In this session, you will learn the basic of managing source code with the VCS
tool Mercurial. We will cover the following topics:
1. :ref:`mgmt_vcs_init`
2. :ref:`mgmt_vcs_concepts`
3. :ref:`mgmt_vcs_commit`
4. :ref:`mgmt_vcs_ignore`
5. :ref:`mgmt_vcs_bb`
6. :ref:`mgmt_vcs_mq`
When coming to this course, please prepare yourself a laptop with Internet
connection, preferably running Ubuntu/Debian. If you are using Windows or Mac,
you are on your own for installing required software.
.. _mgmt_vcs_init:
Initialization
==============
Mercurial is categorized as a decentralised VCS (DVCS). "Decentralised" means
everyone in a collaborative team can maintain standalone development history,
and synchronize it when necessary. The separation of tracking and
synchronization makes the applications of the system broader than those of
conventional centralised VCS.
Install
+++++++
On a Debian/Ubuntu, the following command installs Mercurial for you::
$ sudo apt-get install mercurial
The command line ``hg`` should be available for you to use::
$ hg version
Mercurial Distributed SCM (version 2.2.2)
(see http://mercurial.selenic.com for more information)
Copyright (C) 2005-2012 Matt Mackall and others
This is free software; see the source for copying conditions. There is NO
warranty; not even for MERCHANTABILITY or FITNESS FOR A PARTICULAR PURPOSE.
.. note:: Because the command line is named ``hg``, often we use it to refer to
Mercurial.
Configure
+++++++++
By default, Mercurial reads ``~/.hgrc`` for configuration. Before any action,
we need to at least add the following setting into the configuration file:
.. code-block:: ini
:linenos:
[ui]
username = Your Name
Mercurial has to be told who is working on repositories, so that it can record
correct information. Note the uesrname here is arbitrary. It doesn't need to
be the same as any of your local or online credential, but it's good to set to
a consistent value in all your environments.
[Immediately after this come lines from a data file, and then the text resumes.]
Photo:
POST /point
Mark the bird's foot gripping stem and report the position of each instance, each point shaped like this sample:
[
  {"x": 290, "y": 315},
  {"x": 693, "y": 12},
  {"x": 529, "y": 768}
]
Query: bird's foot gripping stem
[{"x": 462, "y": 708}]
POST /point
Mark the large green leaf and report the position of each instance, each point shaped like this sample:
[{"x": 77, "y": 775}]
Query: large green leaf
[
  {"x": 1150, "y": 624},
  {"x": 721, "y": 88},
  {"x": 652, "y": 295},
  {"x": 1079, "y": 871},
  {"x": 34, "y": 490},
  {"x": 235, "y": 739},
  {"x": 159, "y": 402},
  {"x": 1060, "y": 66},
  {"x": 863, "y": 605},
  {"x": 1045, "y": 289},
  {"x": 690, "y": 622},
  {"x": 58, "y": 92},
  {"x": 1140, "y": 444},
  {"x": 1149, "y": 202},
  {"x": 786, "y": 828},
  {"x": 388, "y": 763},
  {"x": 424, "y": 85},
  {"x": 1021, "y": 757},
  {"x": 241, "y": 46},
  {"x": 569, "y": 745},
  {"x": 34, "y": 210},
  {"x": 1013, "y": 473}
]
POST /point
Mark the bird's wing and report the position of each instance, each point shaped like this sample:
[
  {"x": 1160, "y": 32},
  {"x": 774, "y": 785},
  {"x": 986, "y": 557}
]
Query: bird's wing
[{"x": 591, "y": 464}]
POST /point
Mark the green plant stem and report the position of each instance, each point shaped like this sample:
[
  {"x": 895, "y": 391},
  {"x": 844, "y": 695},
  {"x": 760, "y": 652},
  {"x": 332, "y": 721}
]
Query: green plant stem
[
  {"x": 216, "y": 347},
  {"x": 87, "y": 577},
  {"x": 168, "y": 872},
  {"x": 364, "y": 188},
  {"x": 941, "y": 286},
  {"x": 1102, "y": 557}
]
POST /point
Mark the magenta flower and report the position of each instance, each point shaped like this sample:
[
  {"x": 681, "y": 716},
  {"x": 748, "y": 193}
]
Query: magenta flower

In this course we also add the following setting:
.. code-block:: ini
:linenos:
[diff]
git = True
to use the diff format that's compatible to another popular VCS Git.
Initialize a New Repository
+++++++++++++++++++++++++++
To this point we are ready to initialize our first Mercurial repository:
.. code-block:: none
:linenos:
$ hg init proj; ls -al
total 12
drwxrwxr-x 3 yungyuc yungyuc 4096 Jun 5 06:06 ./
drwxrwxr-x 7 yungyuc yungyuc 4096 Jun 5 06:06 ../
drwxrwxr-x 3 yungyuc yungyuc 4096 Jun 5 06:06 proj/
Repository File Layout
++++++++++++++++++++++
A *repository* is the database that Mercurial stores history to. In the
project we just created, the repository is in the subdirectory ``.hg/`` of
``proj/``:
.. code-block:: none
:linenos:
$ ls -al proj/
total 12
drwxrwxr-x 3 yungyuc yungyuc 4096 Jun 5 06:06 ./
drwxrwxr-x 3 yungyuc yungyuc 4096 Jun 5 06:34 ../
drwxrwxr-x 3 yungyuc yungyuc 4096 Jun 5 06:06 .hg/
$ ls -al proj/.hg/
total 20
drwxrwxr-x 3 yungyuc yungyuc 4096 Jun 5 06:06 ./
drwxrwxr-x 3 yungyuc yungyuc 4096 Jun 5 06:06 ../
-rw-rw-r-- 1 yungyuc yungyuc 57 Jun 5 06:06 00changelog.i
-rw-rw-r-- 1 yungyuc yungyuc 33 Jun 5 06:06 requires
drwxrwxr-x 2 yungyuc yungyuc 4096 Jun 5 06:06 store/
As you can see, a Mercurial repository is nothing more than a directory named
``.hg/`` containing some data. Tracking (or managing) a software project with
Mercurial pretty much is changing the ``.hg/`` directory, and we don't do it
by hands, but by the convenient tools of Mercurial, specifically, the ``hg``
command line.
.. _mgmt_vcs_concepts:
Basic Concepts
==============
There are some fundamental concepts we need to remember before using
Mercurial:
- Working copy: it's basically the working directory of everything are you
tracking in the project.
- Changeset: the difference between two tracked revision of the working copy
(directory).
- Repository: where we store the changesets.
Graph of Changes
++++++++++++++++
The following figure shows the graphical representation (directed acyclic
graph, DAG) of a Mercurial repository:
.. digraph:: changesets
:caption: Changesets in a repository
rankdir=LR;
"c0 (root)" -> c1 -> c2 -> c3 -> c5;
"c0 (root)" -> c4 -> c5;
In the figure each node represents a changeset, and **c0** is the root. Every
repository can have one and only one root. Because the root is the first
"change" in the repository, the repository we just initialized has no root:
.. code-block:: none
:linenos:
$ hg log
$ hg id
000000000000 tip
Using the Help System of Mercurial
++++++++++++++++++++++++++++++++++
As you can see, there's nothing after ``hg log``, and the "tip" id (the latest
changeset in a repository) is null. You can find more information about the
command by using ``hg help``:
.. code-block:: none
:linenos:
$ hg help log
hg log [OPTION]... [FILE]
aliases: history
show revision history of entire repository or files
Print the revision history of the specified files or the entire project.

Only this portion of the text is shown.